We present this book to Italy, new and unknown from the Italian reader's point of view, which I live as a gift. We wish everyone to be infected by the deepest and most universal meaning of the word compassion; indeed, to become exegetes, coaches, advocates of every form of universal and mutual compassion! May everyone feel passion for compassion! Cheer everyone with empathy, for compassion in every form! Just as Thanh observes: "Because sharing is an active value, because only by sharing can we realize our potential, know our strengths and weaknesses." Many ancient and modern Italian authors would have greeted this book as a blessing. One for all, Silvio Pellico, who in his masterpiece of 1832, "Le mie prigioni" (My Prisons), effectively expresses this feeling of sweetness but above all of authentic, true compassion. A strong compassion even for his jailers and cellmates, a robust compassion even for the adverse times of his life. Silvio even thanks the enemy; he was held prisoner in Spielberg prison for ten years, but always seeking the deepest compassion in every action, even in extreme conditions. "Le mie prigioni" was judged by Minister Metternich who said to the Emperor the following sentence: "Majesty, this book is the greatest battle we have lost," because all Austrians saw, in the absence of any hatred towards the enemy, the deepest sign of compassion.
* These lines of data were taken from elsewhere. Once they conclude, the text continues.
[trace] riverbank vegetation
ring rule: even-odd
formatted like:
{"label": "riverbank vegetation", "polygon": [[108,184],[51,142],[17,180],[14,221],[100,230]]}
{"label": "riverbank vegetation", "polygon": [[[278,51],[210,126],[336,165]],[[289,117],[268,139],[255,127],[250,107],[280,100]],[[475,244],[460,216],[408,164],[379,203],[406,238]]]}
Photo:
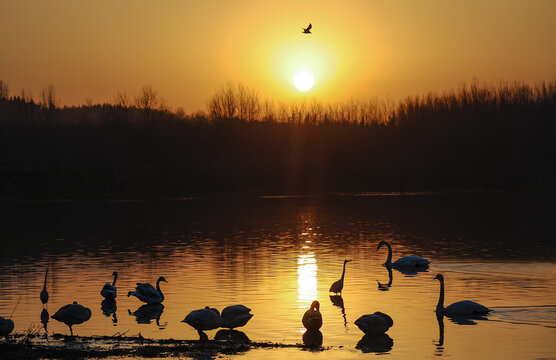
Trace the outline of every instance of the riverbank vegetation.
{"label": "riverbank vegetation", "polygon": [[555,158],[555,81],[342,104],[229,83],[194,113],[150,86],[61,107],[0,82],[4,196],[547,190]]}

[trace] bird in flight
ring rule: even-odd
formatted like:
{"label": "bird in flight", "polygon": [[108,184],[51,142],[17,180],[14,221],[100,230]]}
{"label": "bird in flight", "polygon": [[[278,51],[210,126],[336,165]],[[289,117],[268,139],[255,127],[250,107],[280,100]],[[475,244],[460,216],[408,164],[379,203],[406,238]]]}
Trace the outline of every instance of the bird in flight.
{"label": "bird in flight", "polygon": [[311,28],[313,27],[313,25],[311,25],[309,23],[309,26],[307,26],[307,29],[303,29],[303,34],[310,34],[311,33]]}

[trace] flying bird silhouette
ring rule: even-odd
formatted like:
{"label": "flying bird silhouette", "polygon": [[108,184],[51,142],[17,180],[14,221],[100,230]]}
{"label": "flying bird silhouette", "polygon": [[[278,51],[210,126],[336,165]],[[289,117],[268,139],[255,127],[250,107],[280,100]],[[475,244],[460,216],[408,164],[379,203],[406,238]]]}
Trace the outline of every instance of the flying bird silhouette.
{"label": "flying bird silhouette", "polygon": [[313,27],[313,25],[311,25],[311,23],[309,23],[309,26],[307,26],[307,29],[303,29],[303,34],[311,34],[311,28]]}

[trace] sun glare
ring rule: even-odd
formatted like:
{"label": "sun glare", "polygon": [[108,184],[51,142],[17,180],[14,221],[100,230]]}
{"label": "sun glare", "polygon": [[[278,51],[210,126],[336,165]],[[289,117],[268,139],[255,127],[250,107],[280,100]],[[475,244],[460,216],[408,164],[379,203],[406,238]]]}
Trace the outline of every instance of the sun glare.
{"label": "sun glare", "polygon": [[300,91],[307,91],[313,87],[315,83],[315,79],[310,72],[307,71],[299,71],[293,77],[293,84],[297,90]]}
I wish Thanh this happy fate: that this book be the battleship of compassion that will change the face of every reader!

Source: Mario Ferrari

Writer To Hoai is famous for his book De Men Adventure Ky (1941) written for children. Currently, "Crickets" have traveled all over the world. The story has been translated into many languages and published in many countries around the world. He is likened to the Andersen of Vietnam.


At first glance, she doesn't stand out when standing next to her Asian girls, I become more and more in the middle European women. Yet, people like look at you, especially like to peek, every time you say, or every time she laughs. Asian-style face Dong, round black eyes that can talk, the corner of his mouth when also fresh. Long, silky black hair, clear voice, Standard and flexible pronunciation even when I speak the language German and Vietnamese.